Back to that third trip: our friend Jason came along with us, and we stayed at the Jockey Club. For Jason, visiting Las Vegas was a lifelong dream. He actually used those words several times during our stay and after, always grinning like a self-described “fat kid in a cake shop.” We made memories that will last forever and never fail to make me smile.

Less than three years after our trip, Jason died of thyroid cancer. He was 33. At his funeral, his girlfriend said to my wife and me, sobbing, “I am so glad you guys got him to Vegas. It was the one thing he always wanted to do.”

[Images: Greg C, Wikimedia Commons, CBSLocal]

Editor’s Note: MichaelPags answered our call to be an Author for a Day at Vegas Bright. We’d like you to be an author for a day as well, so drop us an email. The subject is your First Vegas Trip, or, your Luckiest Vegas Trip. Write at least three paragraphs (or more) and include original pictures (if you have them).

4 thoughts on “MichaelPags: My First Vegas Trip – 2004

  1. What a great memory you have and how wonderful that you were able to do that for your friend.
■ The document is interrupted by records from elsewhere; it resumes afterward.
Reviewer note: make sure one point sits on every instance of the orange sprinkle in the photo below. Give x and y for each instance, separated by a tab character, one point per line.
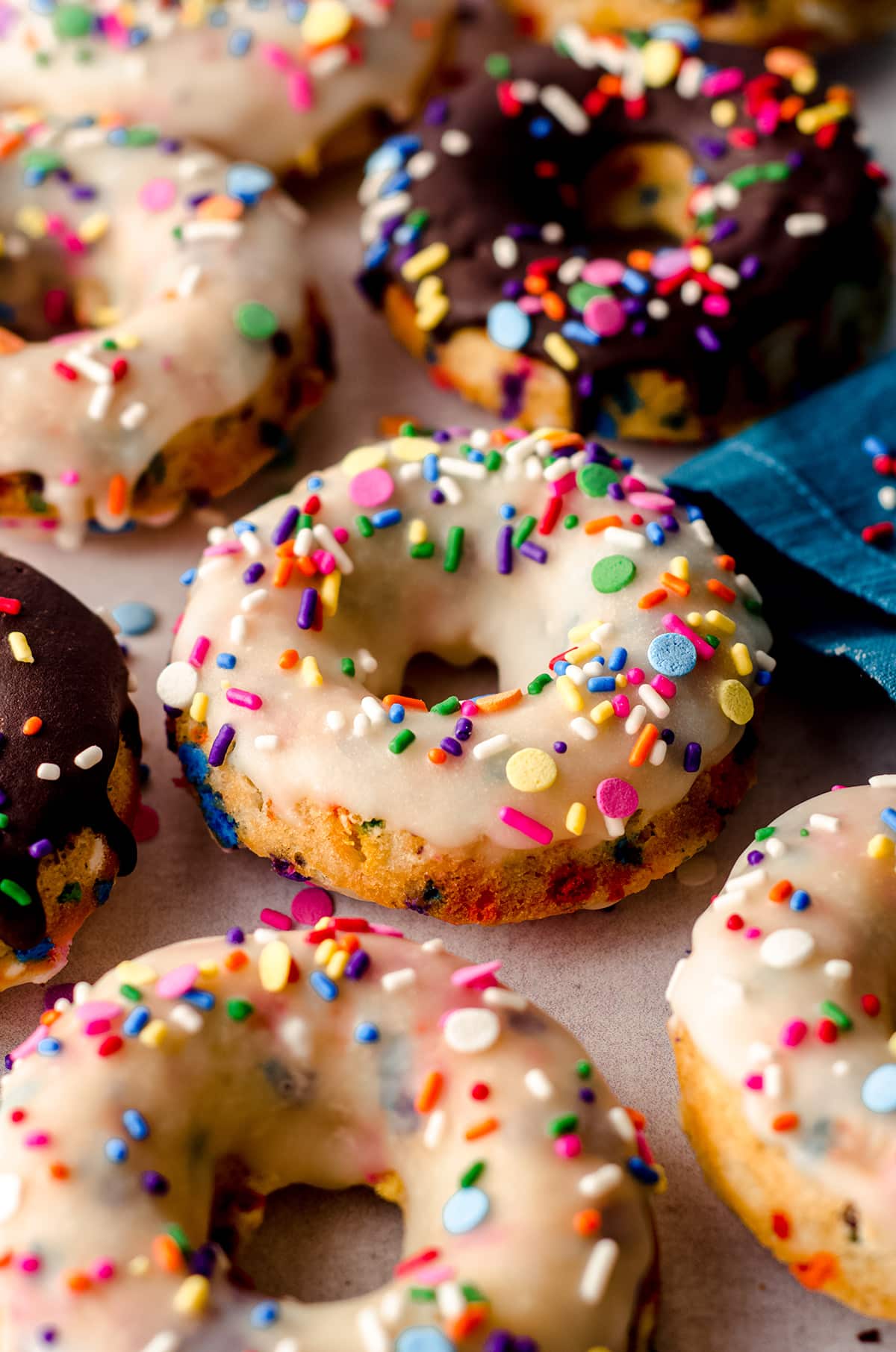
599	523
116	495
495	703
405	701
721	590
430	1090
817	1271
644	745
677	585
484	1128
653	598
283	572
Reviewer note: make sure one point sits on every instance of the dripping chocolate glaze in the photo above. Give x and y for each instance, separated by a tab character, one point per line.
78	686
473	198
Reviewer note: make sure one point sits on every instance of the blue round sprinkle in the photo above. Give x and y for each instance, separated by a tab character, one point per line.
879	1090
465	1210
508	326
134	617
672	655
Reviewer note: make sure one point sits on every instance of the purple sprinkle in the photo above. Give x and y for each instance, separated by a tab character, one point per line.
285	526
505	549
220	744
307	608
692	755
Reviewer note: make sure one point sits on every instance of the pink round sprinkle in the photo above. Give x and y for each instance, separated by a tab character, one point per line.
275	918
311	905
604	315
617	798
178	982
372	487
158	193
603	272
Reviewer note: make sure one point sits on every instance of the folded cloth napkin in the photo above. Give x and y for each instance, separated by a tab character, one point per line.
792	496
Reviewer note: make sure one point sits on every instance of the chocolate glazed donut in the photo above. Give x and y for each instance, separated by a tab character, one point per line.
772	286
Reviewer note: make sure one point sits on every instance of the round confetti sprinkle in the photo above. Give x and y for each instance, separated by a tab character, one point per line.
612	573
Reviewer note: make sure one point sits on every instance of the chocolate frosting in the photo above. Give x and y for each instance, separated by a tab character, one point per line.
495	190
78	687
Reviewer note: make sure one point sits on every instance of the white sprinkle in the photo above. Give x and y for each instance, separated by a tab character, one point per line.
787	948
538	1085
602	1182
599	1271
90	758
470	1030
399	980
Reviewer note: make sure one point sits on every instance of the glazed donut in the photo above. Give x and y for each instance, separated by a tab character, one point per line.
625	644
783	1030
198	341
511	238
279	83
69	771
724	21
343	1056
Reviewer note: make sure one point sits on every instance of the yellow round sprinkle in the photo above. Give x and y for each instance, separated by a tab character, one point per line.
275	963
570	695
880	847
735	702
192	1295
532	770
576	818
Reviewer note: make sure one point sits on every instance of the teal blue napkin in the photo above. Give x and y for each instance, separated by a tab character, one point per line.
795	493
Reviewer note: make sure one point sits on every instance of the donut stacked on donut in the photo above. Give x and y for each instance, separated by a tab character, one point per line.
235	1067
69	763
511	237
626	644
783	1029
280	83
160	334
724	21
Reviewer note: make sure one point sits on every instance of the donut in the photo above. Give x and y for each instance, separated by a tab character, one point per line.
198	1080
69	771
783	1030
160	336
829	22
626	645
635	238
285	84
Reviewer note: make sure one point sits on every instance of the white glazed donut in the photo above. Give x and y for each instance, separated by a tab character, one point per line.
334	1058
783	1028
270	81
626	645
175	334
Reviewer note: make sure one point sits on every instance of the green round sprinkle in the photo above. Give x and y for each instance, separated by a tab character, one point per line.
595	480
402	741
72	21
16	893
612	573
255	321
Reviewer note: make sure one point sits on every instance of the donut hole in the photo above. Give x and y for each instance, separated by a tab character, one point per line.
644	188
320	1245
432	678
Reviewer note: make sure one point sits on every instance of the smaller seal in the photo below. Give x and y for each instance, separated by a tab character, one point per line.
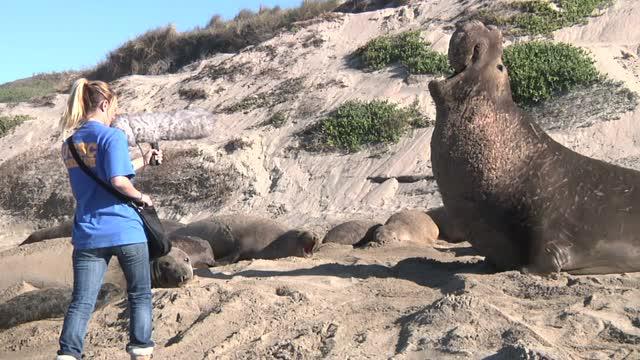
199	250
449	229
407	226
244	237
172	270
354	232
48	304
61	231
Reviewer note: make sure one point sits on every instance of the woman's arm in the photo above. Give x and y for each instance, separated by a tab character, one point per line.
125	186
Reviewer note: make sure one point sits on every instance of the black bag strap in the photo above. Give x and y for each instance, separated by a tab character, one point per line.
91	174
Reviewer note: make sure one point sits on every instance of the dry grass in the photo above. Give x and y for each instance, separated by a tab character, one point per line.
165	50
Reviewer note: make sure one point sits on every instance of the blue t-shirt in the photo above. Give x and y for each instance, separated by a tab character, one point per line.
101	219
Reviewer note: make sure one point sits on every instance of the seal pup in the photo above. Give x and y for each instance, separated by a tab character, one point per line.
199	250
47	304
449	229
352	232
171	270
406	226
526	201
244	237
60	231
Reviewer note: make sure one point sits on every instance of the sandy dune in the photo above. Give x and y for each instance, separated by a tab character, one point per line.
440	302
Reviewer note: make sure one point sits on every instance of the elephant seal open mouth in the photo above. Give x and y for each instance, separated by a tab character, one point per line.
523	200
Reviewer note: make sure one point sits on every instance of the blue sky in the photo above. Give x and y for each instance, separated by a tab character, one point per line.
46	35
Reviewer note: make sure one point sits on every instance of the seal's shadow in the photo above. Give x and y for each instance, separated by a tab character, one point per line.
424	272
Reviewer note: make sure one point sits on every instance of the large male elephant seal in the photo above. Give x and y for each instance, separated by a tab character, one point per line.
406	226
526	201
352	232
244	237
47	304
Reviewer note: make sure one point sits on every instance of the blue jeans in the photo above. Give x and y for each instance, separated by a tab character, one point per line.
89	266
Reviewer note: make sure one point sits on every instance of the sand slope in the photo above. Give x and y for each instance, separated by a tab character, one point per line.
439	302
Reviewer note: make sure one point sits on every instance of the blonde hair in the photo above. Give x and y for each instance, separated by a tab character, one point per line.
85	97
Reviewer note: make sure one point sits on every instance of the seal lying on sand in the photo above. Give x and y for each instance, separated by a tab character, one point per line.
526	201
171	270
199	250
352	232
406	226
47	304
449	229
243	237
175	263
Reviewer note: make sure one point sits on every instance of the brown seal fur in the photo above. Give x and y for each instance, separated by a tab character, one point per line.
526	201
448	230
47	304
407	226
352	232
171	270
64	229
243	237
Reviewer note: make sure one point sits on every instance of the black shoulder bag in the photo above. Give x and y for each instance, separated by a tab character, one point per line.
159	244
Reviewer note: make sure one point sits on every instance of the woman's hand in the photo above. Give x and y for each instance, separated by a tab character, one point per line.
150	153
146	200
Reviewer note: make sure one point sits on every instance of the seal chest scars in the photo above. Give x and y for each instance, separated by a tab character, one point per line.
523	200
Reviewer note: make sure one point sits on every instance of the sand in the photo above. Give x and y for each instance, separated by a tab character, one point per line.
406	302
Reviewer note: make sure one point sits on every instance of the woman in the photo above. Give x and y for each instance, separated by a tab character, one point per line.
103	225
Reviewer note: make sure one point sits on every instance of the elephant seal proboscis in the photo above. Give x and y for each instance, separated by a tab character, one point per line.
406	226
352	232
526	201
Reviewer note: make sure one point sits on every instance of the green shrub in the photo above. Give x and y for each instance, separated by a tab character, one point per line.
407	48
10	122
357	123
165	50
541	69
535	17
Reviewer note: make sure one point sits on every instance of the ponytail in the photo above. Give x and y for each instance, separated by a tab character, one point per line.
75	111
84	98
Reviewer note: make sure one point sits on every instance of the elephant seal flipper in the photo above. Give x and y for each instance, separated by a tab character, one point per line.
526	201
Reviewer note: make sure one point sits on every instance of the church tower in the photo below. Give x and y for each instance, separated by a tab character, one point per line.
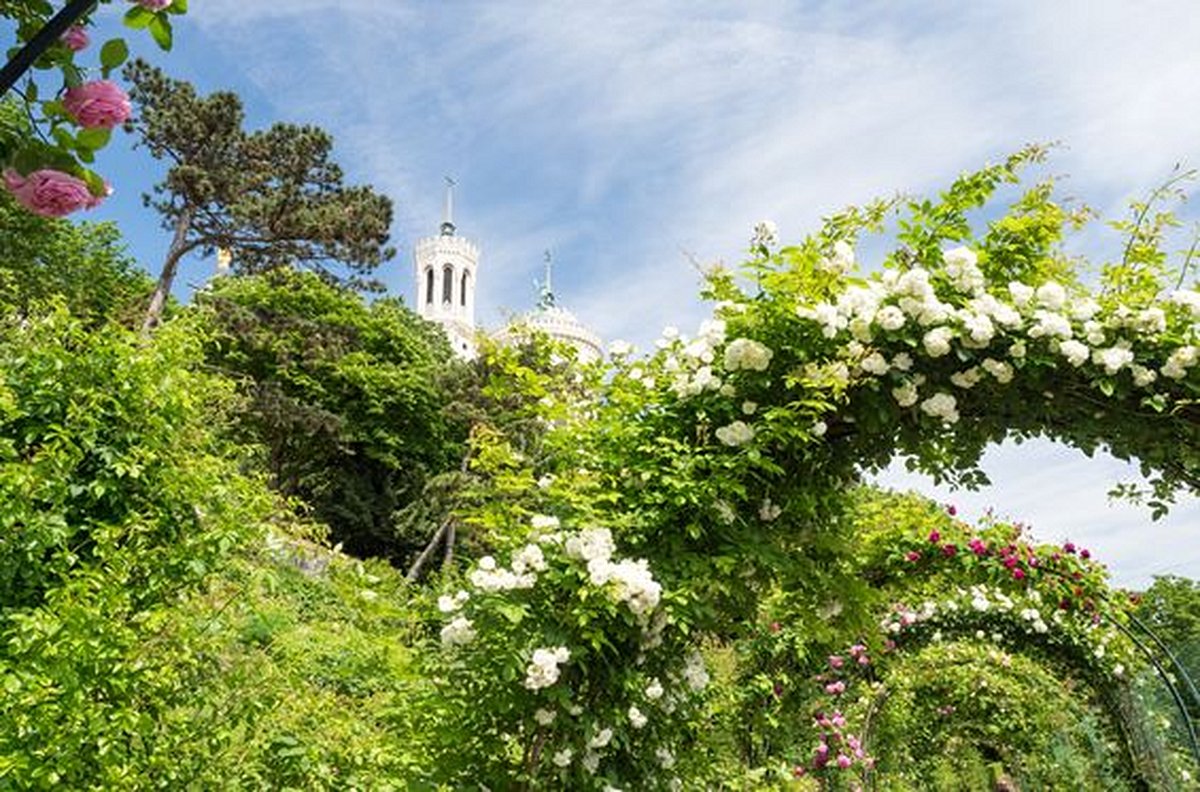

Nice story!

  2. what at tragedy about your friend. sorry. thank you for posting that creepy clown pic, it made my day. the Boardwalk was one of the crappiest joints ever. like the Circus Circus , it was always the butt of a good joke. but the CC has survived. I went into the Boardwalk a few times, and all I can say is creepy, creepy, creepy. it was almost as bad as a traveling carnival.

  3. Thank you everyone for reading my story and for your kind words. Vegasdev – I agree the place was creepy but for some reason I always enjoyed it, much more so than CC which I have been to twice and can’t imagine I will ever go back.